We eat a heck of a lot of chicken breast in our household, so I definitely want to make sure we get our chicken breasts at a decent price. Depending on market conditions and brand it seems like we can pay anywhere from 2$ to 5$ per pound of the stuff, which is a pain.

On thing we’ve started doing is buying the bone-in, split-breast chicken, especially when we get it on good sale. Not only are these cuts a heck of a lot less expensive (even considering the extra weight of the bones), but we also end up with lots of extra chicken bones that we can turn into stock.  We pick them up on the cheap, take them home, butcher them, and toss the various bits in the freezer until needed.

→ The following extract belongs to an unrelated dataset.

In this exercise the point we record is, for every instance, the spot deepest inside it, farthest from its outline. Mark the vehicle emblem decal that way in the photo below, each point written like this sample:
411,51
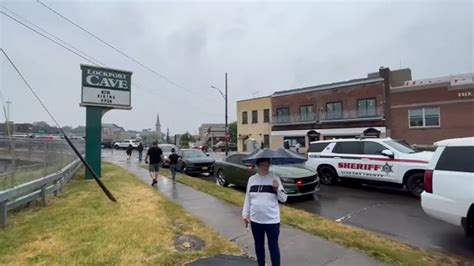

We keep two big plastic bags in the freezer. One is filled with chicken bones, and the other is filled with old vegetable peelings and vegetables that were about to go bad but we froze them at the last minute. If we’ve got half an onion that’s been in the fridge for a few days and we don’t have any plans to use it, we throw it in the freezer. Buy more carrots than we can reasonably eat before they get rotten? In the freezer. Some fresh herbs left over that we don’t have a plan for? In the freezer. You’re digging through the fridge and Oh No! There’s some old bell peppers hiding under the tortillas? Throw it in the freezer. Every couple weeks we can take the contents of these bags out, toss all the stuff into a big pot with some other bits and seasonings, and we get chicken stock.

Chicken Stock

  • A pile of chicken bones and parts
  • Various vegetables that still have good flavor, even if the texture and appearance is a little off (carrots, celery, onion, turnips, tomatoes, etc)
  • Herbs and seasonings (Sage, rosemary, thyme, bay leaves, peppercorns, garlic, salt, etc)

Put the stock pot over medium-high heat. Add some oil, onions (if using) and chicken bits. Let these things get a little bit brown, for added flavor. Add in your other vegetables and seasonings and add enough water to cover. Bring the pot to a boil, and boil/simmer for a few hours. Strain out the liquid into a container and put it in the refrigerator. Later, when the stock is cool, skim off the congealed fat from the top of the stock.

Notes:

  1. Everything solid is being strained out, so don’t worry about chopping your vegetables nicely. Toss in whole carrots or celery stick, snapping them in half if they’re too big for your pot. You don’t need to peel your carrots either, just give them a quick wash to make sure the dirt and other bits are off them.
  2. Depending on salt content, the stock should freeze well and keep for a long time in your freezer. Your stock should keep for several days in your refrigerator as well. If you have the equipment, you can put it into quart jars and pressure can them at 11 pounds for 25 minutes, depending on your altitude.
  3. Chicken skins have lots of flavor, but that flavor is mostly trapped in the fats, which will be skimmed off later. Don’t bother putting chicken skin in with your stock, it adds nothing to the final product.

 

This is a pretty darn cheap alternative, considering the store-bought stock can cost upwards of 2 dollars per quart.

We’ve done the same thing with beef and pork bones too, although we tend to eat less beef and pork than we do chicken and sometimes it can be best flavor-wise to leave the bones in these things.